Mergui, Myanmar – The Mergui Archipelago, which consists of more than 800 mostly uninhabited islands scattered off the coast of southern Myanmar, is home to the Moken people. This ethnic minority is thought to have left southern China around 4,000 years ago. They roamed the sea as far south as Malaysia before separating as a distinct cultural group in the late 1600s.
Sometimes referred to as “sea gypsies” – a broad term used to describe several cultures in Southeast Asia – the Moken have traditionally led a nomadic life and survived on what they can forage from the sea. Families live in a 10-metre-long “mother boat” known as kabang, behind which several small dugout canoes are towed.
Ten years ago, the Moken numbered 12,000 people. But today, the numbers of Moken living the nomadic life are thought to have declined to only about 2,000 due to overfishing, illegal trawling and blast fishing.
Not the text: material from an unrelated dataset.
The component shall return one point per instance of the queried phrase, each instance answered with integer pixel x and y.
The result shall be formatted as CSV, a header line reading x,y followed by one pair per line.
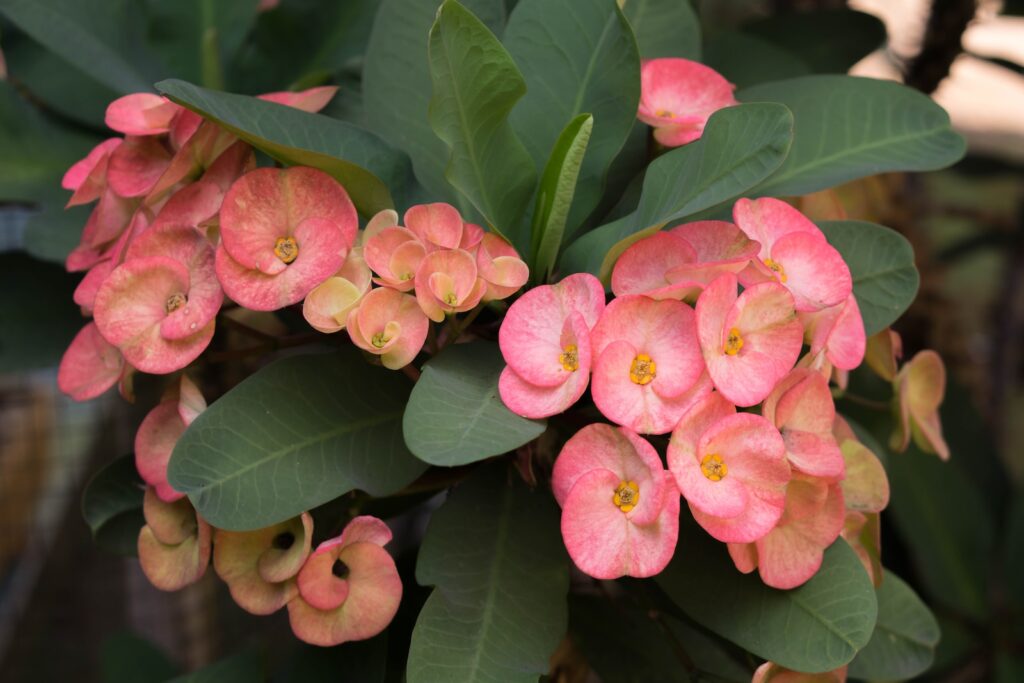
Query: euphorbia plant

Hla Dal, a Moken in his early 20s, explains that he and his family abandoned their nomadic life two years ago. “Before we could catch a lot of squid and fill a basket with 20kg in a day. Now we can only manage 3kg in a day … We couldn’t afford to maintain our mother boat. It’s easier to fish from the village.”
The Mergui Archipelago receives few tourists, and was only opened to foreigners in 1996. Last year, 12 licenses to develop resorts were granted for the area, including one on Kyun Philar, which is scheduled to open in 2016. This, combined with commercial fishing, represents perhaps the biggest threat to the Moken way of life.